Il più grande show mai visto in tv

La sera del Botto Finale è in programma per sabato 12 marzo 2011. Ridendo e scherzando, amici, mancano soltanto sei giorni, e tutto il Paese aspetta con il cuore in gola l’Evento Televisivo del Secolo. Io stesso non sto già più nella pelle dall’emozione. Qualora foste marziani di passaggio in Italia e quindi non sapeste di che cosa si tratta, vi spiego in due parole che cos’è e come funziona il Botto Finale.

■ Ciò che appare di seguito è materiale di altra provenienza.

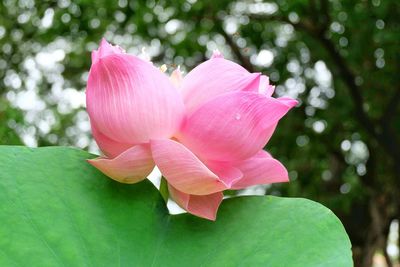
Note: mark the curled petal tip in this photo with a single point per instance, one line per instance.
(105, 49)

1) Che cos’è: un «contenitore» con cui Rai, Mediaset e La7, che lo trasmetteranno a reti unificate, azzereranno (ripeto, azzereranno e, beninteso, una volta per tutte) la concorrenza, diventata sempre più molesta, dei canali tematici e delle piccole emittenti.
2) Come funziona: un grande, grandissimo spettacolo in diretta della durata di 12 ore (ripeto, 12 ore), senza interruzioni pubblicitarie (sturatevi bene le orecchie, ometti verdi: zero spot, una cosa mai vista!).
Insomma, più che uno show, un intero palinsesto. Che qui di seguito vado a esporre nel dettaglio.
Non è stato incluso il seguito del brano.